As reported by Breitbart Texas, the injunction was issued on August 21. On September 16, the federal government filed a Motion for Clarification.
The judge issued the order on October 19 after the Court conducted a hearing on September 30 to clarify the Court’s preliminary injunction in the case. One of the questions posed to the Court, was the geographic scope of the Court’s preliminary injunction.
The injunction blocks the federal government from, in the words of the Office of the Texas Attorney General, “using the guidelines, or asserting that the guidelines carry any weight.” The Court also stated that the “injunction is limited to the issue of access to intimate facilities.” It applies throughout the country.
A question that remains unanswered, and the judge asked for legal briefing on the issue, is whether the injunction applies to Title VII investigations, in particular as it applies to workplaces where school teachers or staff use the same intimate facilities as the students. The judge said in his latest Order that “Defendants’ core missions to combat discrimination based on race, national origin, or disability, and the EEOC’s (Equal Employment Opportunity Commission) statutory duties are not otherwise affected by the preliminary injunction.”
Title VII of the Civil Rights Act of 1964 prohibits discrimination in the workplace based on sex. Title IX protects people from discrimination based on sex in education programs or activities. The law applies to those schools and institutions, including local school districts, 7,000 post-secondary institutions, charter schools, for-profit schools, libraries, and museums, that receive federal financial assistance. Title IX provides that: “No person in the United States shall, on the basis of sex, be excluded from participation in, be denied the benefits of, or be subjected to discrimination under any education program or activity receiving Federal financial assistance.”
The conflict began when on May 13, the Department of Education (DOE) Assistant Secretary for Civil Rights, and the Department of Justice (DOJ) Principal Deputy Assistant Attorney General for Civil Rights, sent a “Dear Colleague Letter on Transgender Students” to state and local agencies that receive federal financial assistance from the DOE. The Office of Civil Rights in the DOE joined with the DOJ and sent a letter which they represented should serve as “significant guidance” to school districts.
As reported by Breitbart Texas, the Texas Attorney General sued the U.S. Department of Education, the U.S. Department of Justice, and other federal agencies and officials for commanding that Texas public schools open restrooms and locker rooms to both sexes.
Texas Attorney General Ken Paxton represents a 13-state coalition in the federal lawsuit in the Northern District of Texas. Texas and the other states that joined the Lone Star State are challenging the Obama Administration’s directive forcing local schools to allow students to use whatever bathrooms and other intimate facilities they wish that are consistent with their gender self-concept on a given day. Obama’s gender-fluid policy directed schools to abide by the policy without allowing local educators to decide what is best for their school and community.
The State of Texas is defending a local school district whose school policies are in conflict with the Obama Administration directive, the Harrold Independent School District. Harrold, Texas, is located in Wilbarger County and borders Oklahoma.

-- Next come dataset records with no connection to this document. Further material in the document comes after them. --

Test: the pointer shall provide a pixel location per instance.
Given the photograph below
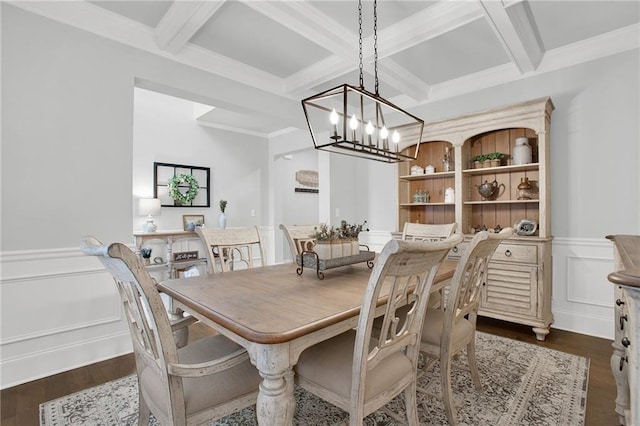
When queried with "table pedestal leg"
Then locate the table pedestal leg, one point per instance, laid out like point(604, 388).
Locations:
point(276, 403)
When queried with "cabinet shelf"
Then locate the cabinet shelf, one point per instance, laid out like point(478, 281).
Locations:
point(501, 202)
point(501, 169)
point(426, 204)
point(428, 176)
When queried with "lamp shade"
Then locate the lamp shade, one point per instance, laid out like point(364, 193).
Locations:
point(149, 207)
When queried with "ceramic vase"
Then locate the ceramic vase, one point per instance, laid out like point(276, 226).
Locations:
point(522, 151)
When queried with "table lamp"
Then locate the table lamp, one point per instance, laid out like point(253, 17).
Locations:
point(149, 207)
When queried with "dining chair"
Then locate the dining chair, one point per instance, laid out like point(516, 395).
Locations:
point(360, 373)
point(427, 232)
point(233, 245)
point(298, 237)
point(447, 332)
point(200, 382)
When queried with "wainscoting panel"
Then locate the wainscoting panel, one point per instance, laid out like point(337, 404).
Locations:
point(582, 295)
point(60, 309)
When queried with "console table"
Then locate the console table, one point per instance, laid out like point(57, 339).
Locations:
point(625, 361)
point(168, 237)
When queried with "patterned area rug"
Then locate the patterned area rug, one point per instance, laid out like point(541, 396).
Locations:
point(523, 384)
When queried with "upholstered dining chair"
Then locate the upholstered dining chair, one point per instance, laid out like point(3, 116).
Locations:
point(427, 232)
point(447, 332)
point(360, 373)
point(233, 245)
point(298, 237)
point(202, 381)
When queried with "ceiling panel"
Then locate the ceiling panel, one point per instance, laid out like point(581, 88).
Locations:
point(241, 33)
point(564, 22)
point(146, 12)
point(465, 50)
point(389, 12)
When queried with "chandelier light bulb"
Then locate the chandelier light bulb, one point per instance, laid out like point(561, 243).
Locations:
point(333, 117)
point(353, 123)
point(369, 128)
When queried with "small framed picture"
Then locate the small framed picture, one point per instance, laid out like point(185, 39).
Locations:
point(190, 221)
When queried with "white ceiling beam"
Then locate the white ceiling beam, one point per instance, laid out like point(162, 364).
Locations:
point(308, 22)
point(182, 21)
point(515, 29)
point(96, 20)
point(429, 23)
point(403, 80)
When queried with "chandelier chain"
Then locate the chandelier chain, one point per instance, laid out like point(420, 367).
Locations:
point(360, 41)
point(375, 43)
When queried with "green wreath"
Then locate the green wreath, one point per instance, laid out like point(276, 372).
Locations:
point(174, 189)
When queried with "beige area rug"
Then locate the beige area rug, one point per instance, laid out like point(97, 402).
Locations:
point(523, 384)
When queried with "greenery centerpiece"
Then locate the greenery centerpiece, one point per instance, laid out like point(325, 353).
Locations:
point(326, 237)
point(179, 198)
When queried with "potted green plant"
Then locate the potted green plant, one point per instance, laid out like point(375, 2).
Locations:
point(478, 160)
point(323, 234)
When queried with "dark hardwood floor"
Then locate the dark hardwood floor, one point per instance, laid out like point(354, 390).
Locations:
point(20, 403)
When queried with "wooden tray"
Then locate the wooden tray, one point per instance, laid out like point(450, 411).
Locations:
point(310, 259)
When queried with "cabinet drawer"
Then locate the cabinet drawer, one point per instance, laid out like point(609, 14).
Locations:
point(516, 253)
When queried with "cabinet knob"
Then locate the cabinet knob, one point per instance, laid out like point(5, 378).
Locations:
point(623, 318)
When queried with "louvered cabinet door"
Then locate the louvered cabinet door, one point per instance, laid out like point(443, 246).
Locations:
point(510, 291)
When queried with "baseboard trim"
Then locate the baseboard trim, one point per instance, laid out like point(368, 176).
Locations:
point(33, 366)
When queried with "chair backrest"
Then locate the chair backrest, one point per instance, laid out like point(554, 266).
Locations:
point(149, 325)
point(466, 285)
point(298, 238)
point(407, 270)
point(427, 232)
point(232, 245)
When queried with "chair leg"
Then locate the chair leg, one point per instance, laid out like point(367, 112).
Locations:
point(473, 365)
point(143, 411)
point(411, 405)
point(447, 394)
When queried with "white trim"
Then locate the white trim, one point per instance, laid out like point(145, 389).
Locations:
point(36, 365)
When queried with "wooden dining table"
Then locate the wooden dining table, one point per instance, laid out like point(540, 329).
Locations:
point(276, 314)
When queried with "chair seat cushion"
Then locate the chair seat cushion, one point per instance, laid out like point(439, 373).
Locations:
point(330, 363)
point(204, 392)
point(434, 325)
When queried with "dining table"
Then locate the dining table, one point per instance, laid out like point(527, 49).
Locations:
point(276, 314)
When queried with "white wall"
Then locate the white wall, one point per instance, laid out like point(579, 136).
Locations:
point(66, 171)
point(68, 155)
point(166, 131)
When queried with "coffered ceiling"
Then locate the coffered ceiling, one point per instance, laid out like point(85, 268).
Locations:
point(428, 50)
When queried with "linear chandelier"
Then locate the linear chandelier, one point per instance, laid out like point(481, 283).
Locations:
point(353, 121)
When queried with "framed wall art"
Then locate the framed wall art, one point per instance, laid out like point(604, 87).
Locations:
point(179, 185)
point(190, 221)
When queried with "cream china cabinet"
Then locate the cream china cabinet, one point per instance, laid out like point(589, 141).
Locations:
point(518, 288)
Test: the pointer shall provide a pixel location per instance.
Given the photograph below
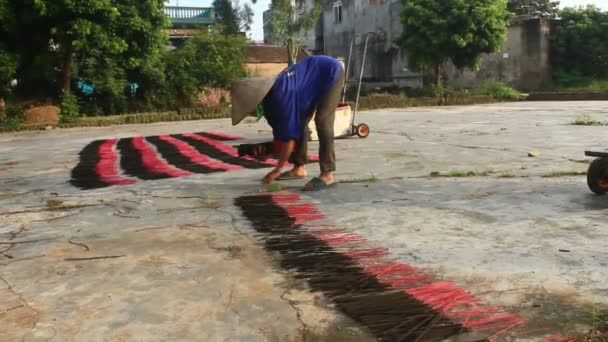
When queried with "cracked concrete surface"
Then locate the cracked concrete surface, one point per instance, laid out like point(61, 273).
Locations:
point(185, 266)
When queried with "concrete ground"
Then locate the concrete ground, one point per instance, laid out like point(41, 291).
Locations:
point(175, 260)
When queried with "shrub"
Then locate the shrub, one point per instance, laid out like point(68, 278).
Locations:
point(497, 90)
point(69, 109)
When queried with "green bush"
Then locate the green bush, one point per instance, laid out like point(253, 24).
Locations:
point(497, 90)
point(69, 109)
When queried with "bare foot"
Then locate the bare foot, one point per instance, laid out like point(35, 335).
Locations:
point(297, 171)
point(327, 177)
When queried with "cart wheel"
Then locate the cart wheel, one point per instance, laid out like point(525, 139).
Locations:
point(597, 176)
point(362, 131)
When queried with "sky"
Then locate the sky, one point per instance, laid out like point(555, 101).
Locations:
point(257, 30)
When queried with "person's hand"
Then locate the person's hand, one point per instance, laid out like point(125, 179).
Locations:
point(272, 176)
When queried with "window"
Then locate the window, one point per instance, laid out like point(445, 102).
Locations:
point(337, 12)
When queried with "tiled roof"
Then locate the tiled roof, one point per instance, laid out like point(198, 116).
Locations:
point(269, 54)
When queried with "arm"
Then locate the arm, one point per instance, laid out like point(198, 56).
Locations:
point(284, 153)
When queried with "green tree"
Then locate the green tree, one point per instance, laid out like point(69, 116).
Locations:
point(210, 59)
point(289, 20)
point(78, 27)
point(232, 17)
point(8, 61)
point(579, 43)
point(542, 8)
point(440, 31)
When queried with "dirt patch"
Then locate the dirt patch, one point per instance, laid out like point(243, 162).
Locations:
point(41, 115)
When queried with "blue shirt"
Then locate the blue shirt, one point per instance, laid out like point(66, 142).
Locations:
point(296, 93)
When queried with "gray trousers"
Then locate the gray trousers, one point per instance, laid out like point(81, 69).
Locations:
point(324, 120)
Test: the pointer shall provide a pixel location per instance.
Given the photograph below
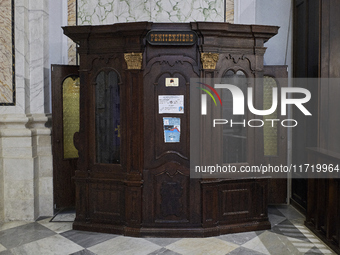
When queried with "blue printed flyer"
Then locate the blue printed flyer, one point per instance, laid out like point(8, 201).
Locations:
point(172, 129)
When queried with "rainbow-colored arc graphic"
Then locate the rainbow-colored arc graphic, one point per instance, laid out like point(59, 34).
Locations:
point(209, 93)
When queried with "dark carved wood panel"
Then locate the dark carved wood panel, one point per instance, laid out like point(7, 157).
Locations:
point(149, 192)
point(168, 200)
point(323, 199)
point(107, 202)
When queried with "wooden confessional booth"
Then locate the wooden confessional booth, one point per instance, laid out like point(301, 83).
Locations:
point(130, 181)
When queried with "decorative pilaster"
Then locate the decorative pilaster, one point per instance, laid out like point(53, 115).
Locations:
point(42, 159)
point(17, 196)
point(134, 60)
point(209, 60)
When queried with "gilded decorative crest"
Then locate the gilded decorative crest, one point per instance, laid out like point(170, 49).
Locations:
point(209, 60)
point(133, 60)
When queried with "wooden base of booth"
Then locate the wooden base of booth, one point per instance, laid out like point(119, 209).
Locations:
point(172, 232)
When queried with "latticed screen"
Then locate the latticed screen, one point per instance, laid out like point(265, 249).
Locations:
point(269, 128)
point(107, 118)
point(70, 115)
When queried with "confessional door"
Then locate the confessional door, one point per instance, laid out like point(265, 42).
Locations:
point(65, 122)
point(172, 197)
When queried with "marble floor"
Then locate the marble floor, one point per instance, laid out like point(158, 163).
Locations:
point(55, 236)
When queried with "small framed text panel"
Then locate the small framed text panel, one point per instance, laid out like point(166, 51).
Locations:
point(170, 104)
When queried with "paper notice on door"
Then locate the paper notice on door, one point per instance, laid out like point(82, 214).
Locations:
point(172, 130)
point(171, 104)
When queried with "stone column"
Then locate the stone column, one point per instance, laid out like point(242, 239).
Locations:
point(26, 190)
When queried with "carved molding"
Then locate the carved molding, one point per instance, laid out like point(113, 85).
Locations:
point(209, 60)
point(133, 60)
point(235, 58)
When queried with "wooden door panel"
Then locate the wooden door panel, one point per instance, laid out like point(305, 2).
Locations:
point(64, 160)
point(171, 199)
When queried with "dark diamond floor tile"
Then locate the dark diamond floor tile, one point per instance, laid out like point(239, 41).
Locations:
point(6, 253)
point(84, 252)
point(164, 251)
point(314, 250)
point(162, 241)
point(273, 210)
point(21, 235)
point(288, 229)
point(289, 212)
point(239, 238)
point(244, 251)
point(87, 239)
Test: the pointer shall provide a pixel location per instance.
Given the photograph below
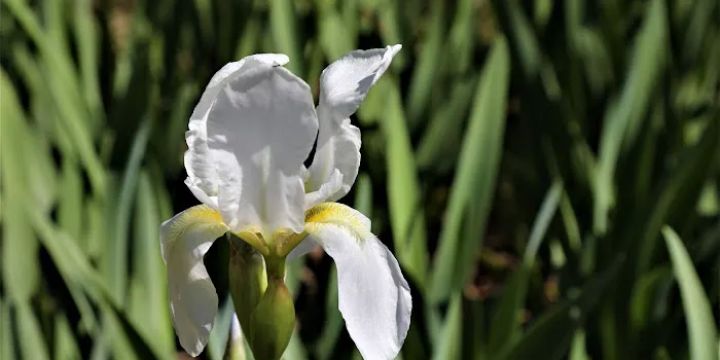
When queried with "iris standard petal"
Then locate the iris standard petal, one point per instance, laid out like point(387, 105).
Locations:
point(184, 241)
point(260, 128)
point(343, 86)
point(374, 297)
point(202, 176)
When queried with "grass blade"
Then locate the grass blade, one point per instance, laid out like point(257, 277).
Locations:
point(700, 321)
point(623, 119)
point(474, 177)
point(403, 190)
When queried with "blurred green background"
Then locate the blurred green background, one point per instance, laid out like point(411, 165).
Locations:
point(545, 171)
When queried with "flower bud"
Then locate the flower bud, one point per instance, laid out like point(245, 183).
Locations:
point(272, 321)
point(248, 280)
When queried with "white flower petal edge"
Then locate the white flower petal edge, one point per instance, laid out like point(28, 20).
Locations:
point(202, 176)
point(373, 296)
point(260, 127)
point(343, 86)
point(184, 240)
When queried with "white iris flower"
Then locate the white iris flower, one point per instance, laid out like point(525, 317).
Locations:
point(248, 138)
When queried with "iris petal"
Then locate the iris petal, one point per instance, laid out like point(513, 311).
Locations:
point(343, 86)
point(374, 297)
point(193, 301)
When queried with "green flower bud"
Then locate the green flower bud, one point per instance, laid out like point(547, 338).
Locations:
point(248, 280)
point(273, 319)
point(263, 304)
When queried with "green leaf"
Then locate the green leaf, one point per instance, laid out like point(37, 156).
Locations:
point(625, 116)
point(578, 350)
point(7, 340)
point(66, 347)
point(506, 323)
point(562, 320)
point(284, 33)
point(20, 272)
point(699, 317)
point(403, 190)
point(474, 178)
point(425, 72)
point(148, 307)
point(116, 253)
point(29, 334)
point(450, 342)
point(542, 221)
point(220, 333)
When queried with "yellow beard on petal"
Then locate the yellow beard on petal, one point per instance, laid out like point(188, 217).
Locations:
point(331, 213)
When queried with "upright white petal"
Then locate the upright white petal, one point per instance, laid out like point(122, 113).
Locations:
point(343, 86)
point(374, 297)
point(260, 127)
point(184, 241)
point(202, 176)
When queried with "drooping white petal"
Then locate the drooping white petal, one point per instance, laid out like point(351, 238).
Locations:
point(343, 86)
point(260, 127)
point(184, 241)
point(202, 176)
point(374, 297)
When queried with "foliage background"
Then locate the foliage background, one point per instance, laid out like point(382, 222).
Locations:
point(522, 158)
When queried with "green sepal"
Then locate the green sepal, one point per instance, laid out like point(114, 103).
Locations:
point(272, 321)
point(248, 280)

Attorney General Paxton released the following statement after the most recent favorable ruling for the Texas-led coalition:
“I am proud to lead a coalition of 13 states against the Obama Administration’s latest illegal federal overreach. The court’s reaffirmation of a nationwide injunction should send a clear message to the president that Texas won’t sit idly by as he continues to ignore the Constitution. The president cannot rewrite the laws enacted by the elected representatives of the people and then threaten to take away funding from schools to force them to fall in line.”
The parties were “Ordered to brief the remaining issues of whether the Defendants’ Guidelines are enjoined in total or whether the principal of severability applies to them, whether the injunction implicates Title VII in any manner (and specifically where school employees and staff may share intimate facilities with students), and whether OSHA (Occupational Safety and Health Administration) or DOL (Department of Labor) activity is implicated by the injunction.”
The plaintiffs were given a deadline of October 24 to respond and defendants must reply by October 28.